Sin esperarlo, las lágrimas le anegaron los ojos y le atoraron la garganta.
– Dile a Amber que si vuelvo a llamarte será solo por la llave, ¿de acuerdo?
– Alex, ¿estás llorando?
Ella tragó saliva.
– Últimamente me pasa mucho.
– Antes no llorabas; no llorabas nunca. Siempre deseé que lo hicieras.
– ¿Querías que llorara?
– Quería que sacaras lo que llevabas dentro -respondió él en tono tan quedo que ella apenas lo oyó-. Creía que si llorabas, serías capaz de…
A Alex se le encogió tanto el corazón que incluso le dolía.
– ¿De amarte?
– Sí. -La palabra sonó triste-. Supongo que sí. Buena suerte, Alex. Te deseo lo mejor en la vida.
– Yo también te lo deseo. -Se aclaró la garganta y se enjugó los ojos-. Te llamaré por lo de la carta.
Atlanta, jueves, 1 de febrero, 18.00 horas.
Cuando Leigh hubo acompañado a Kate Davis hasta la salida, Daniel se volvió hacia el grupo.
– ¿Tenemos a seis y nos queda uno?
Luke levantó la cabeza del portátil.
– Jared O'Brien es de la edad apropiada. Se graduó el mismo año que Simon, en la escuela privada.
– De momento tenemos a Garth y a Jared que fueron a la escuela privada -dijo Daniel-. Wade, Rhett y Randy fueron a la pública, y Simon fue a las dos.
– Si O'Brien le daba a la bebida, ahí podría haber un vínculo -observó Chase-. Lo mejor será que obtengamos su perfil con la mayor discreción. Hasta entonces, no nos acercaremos a ningún miembro de su familia; no quiero que nadie sospeche nada. Todavía nos falta encontrar a los otros hombres vivos, o sea que buscad pistas. Investigad si últimamente alguien más ha retirado dinero del fondo de los estudios de sus hijos.
– Ha dicho que había tenido aventuras -observó Ed de repente-. Kate Davies. Ha dicho que su cuñada había pasado por alto las aventuras de Garth, pero que no pensaba poner en peligro a sus hijos. ¿No ha dicho la amiga de Bailey que creía que se veía con un hombre casado?
– Es posible que esa noche Bailey esperara a Garth -convino Luke-. Me resulta mucho más fácil imaginarme a Mansfield pegándole que a Garth Davis.

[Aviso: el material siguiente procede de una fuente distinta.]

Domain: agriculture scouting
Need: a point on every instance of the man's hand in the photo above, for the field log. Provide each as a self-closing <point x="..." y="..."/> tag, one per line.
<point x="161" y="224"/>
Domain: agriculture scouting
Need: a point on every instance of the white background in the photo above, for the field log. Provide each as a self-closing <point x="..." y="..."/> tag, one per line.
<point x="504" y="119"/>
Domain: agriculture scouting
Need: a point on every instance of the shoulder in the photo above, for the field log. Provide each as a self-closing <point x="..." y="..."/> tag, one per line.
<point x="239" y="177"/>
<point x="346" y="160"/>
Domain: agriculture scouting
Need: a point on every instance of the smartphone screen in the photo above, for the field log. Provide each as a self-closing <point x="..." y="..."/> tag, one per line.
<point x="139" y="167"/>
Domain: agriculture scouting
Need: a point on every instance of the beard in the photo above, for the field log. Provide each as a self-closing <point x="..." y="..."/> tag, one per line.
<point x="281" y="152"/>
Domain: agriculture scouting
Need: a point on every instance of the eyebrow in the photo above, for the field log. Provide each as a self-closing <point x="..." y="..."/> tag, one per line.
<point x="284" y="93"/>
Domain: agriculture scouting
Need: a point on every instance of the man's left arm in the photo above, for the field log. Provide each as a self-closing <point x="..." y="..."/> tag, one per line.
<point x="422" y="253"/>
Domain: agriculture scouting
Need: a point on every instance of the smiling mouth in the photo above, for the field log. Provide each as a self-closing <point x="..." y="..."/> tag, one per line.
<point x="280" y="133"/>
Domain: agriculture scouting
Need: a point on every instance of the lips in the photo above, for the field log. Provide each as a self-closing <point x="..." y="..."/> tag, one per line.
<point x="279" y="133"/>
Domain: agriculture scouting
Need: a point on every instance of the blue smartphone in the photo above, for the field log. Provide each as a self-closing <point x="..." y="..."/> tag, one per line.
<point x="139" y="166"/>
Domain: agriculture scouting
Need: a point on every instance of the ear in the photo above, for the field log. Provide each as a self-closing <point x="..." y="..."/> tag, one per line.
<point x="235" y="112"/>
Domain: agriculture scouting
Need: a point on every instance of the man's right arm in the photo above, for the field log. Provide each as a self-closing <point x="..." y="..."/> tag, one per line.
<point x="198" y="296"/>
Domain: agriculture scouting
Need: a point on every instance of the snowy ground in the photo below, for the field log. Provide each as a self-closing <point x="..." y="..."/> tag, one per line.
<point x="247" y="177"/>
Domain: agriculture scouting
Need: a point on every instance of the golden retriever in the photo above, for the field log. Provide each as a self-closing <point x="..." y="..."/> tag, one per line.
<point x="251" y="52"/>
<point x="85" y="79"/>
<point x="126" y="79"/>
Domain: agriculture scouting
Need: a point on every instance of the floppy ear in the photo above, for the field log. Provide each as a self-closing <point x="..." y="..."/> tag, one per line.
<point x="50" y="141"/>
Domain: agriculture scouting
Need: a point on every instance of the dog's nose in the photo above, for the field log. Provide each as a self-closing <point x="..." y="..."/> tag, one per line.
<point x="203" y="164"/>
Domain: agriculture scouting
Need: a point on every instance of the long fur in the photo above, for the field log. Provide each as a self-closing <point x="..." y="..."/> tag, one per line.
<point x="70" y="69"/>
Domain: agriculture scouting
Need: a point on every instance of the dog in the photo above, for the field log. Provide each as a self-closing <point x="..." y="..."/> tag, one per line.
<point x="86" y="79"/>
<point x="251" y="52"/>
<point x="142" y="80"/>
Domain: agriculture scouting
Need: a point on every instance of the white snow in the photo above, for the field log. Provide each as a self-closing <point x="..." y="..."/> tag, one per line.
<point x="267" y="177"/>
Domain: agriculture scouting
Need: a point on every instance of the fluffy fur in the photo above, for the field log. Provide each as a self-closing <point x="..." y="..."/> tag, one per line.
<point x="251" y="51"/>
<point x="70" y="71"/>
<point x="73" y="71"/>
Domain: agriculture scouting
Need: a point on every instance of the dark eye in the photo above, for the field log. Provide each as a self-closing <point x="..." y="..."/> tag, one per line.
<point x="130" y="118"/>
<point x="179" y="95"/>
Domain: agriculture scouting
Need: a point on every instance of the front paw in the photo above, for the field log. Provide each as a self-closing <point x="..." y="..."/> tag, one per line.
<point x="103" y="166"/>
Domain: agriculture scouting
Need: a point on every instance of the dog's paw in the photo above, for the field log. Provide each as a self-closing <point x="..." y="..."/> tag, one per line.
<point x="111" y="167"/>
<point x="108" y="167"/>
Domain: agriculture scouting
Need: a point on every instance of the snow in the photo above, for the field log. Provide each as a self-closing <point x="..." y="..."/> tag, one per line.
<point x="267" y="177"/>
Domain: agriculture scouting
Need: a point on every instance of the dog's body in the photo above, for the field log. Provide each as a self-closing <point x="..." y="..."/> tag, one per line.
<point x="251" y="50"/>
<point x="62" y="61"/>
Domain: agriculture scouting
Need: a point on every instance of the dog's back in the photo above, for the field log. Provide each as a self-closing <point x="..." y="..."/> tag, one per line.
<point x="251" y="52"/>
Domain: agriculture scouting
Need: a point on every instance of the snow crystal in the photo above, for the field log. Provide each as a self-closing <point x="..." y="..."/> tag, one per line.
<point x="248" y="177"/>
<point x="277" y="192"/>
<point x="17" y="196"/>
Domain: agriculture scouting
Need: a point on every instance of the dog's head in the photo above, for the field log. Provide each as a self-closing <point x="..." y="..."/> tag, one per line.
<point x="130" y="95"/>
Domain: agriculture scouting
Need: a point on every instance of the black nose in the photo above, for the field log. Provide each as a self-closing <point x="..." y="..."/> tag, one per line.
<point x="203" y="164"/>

– Si Garth Davis y Bailey tenían una aventura, tendríamos que encontrar sus huellas en la casa -observó Chase-. Si fue para agredirla, es menos probable que las encontremos. Será emocionante descubrir cuál de los dos es culpable de una agresión y cuál lo es de mera infidelidad.
– Hemos tomado huellas del baño y de la cocina -informó Ed-. Pero no hemos encontrado ninguna correspondencia en el AFIS, el sistema de identificación.
– Ni Garth ni Davis están fichados, así que es lógico que sus huellas no salgan en el AFIS -observó Chase-. Pero los dos son empleados públicos, de modo que sus huellas tienen que estar registradas en alguna parte.
– Lo comprobaré. Claro que también podríamos preguntárselo a Hope, ¿no, Daniel? Eh, Daniel. -Ed chascó los dedos.
Daniel seguía pensando en las últimas palabras de Kate Davis.
– Quienquiera que haya matado a esas cuatro mujeres está perpetrando un delito contra un momento en el tiempo. Kate ha dicho que se había quedado sin adolescencia.
– ¿Y qué? -preguntó Chase.
– No lo sé. Es algo que me inquieta. Ojalá hubiera alguien que pudiera contarme cómo eran realmente las cosas entonces. -Se quedó callado-. Puede que haya alguien. El día que volví a mi ciudad me encontré con un viejo profesor de lengua y literatura. Me dijo algo sobre que solo los tontos creen que pueden guardar un secreto en una ciudad pequeña, y me pidió que no me comportara como un tonto. Yo andaba tan ocupado con los cadáveres y con Woolf y su periódico que no le presté atención. Mañana por la mañana iré a hacerle una visita.
– Que sea discreta -lo advirtió Chase.
– Perdón. -Todos se volvieron y descubrieron a Alex en la puerta-. He visto a Leigh acompañar a Kate Davis a la salida y he pensado que podía entrar otra vez.
Había estado llorando. Antes de que Daniel se diera cuenta, se había puesto de pie y le había posado las manos en los hombros.
– ¿Qué pasa?
– Nada, solo que he estado hablando con mi ex. Tiene la llave de Bailey. ¿Qué queréis que haga con ella? Puede enviarla por correo urgente si hace falta.
– Sí que hace falta -dijo Chase desde la mesa-. Leigh le dará la dirección.
Ella asintió y se apartó de Daniel.
– Lo llamaré para decírselo.
Él la observó marcharse y se sintió desconcertado y molesto. «Céntrate, Vartanian.» Se sentó y se obligó a pensar.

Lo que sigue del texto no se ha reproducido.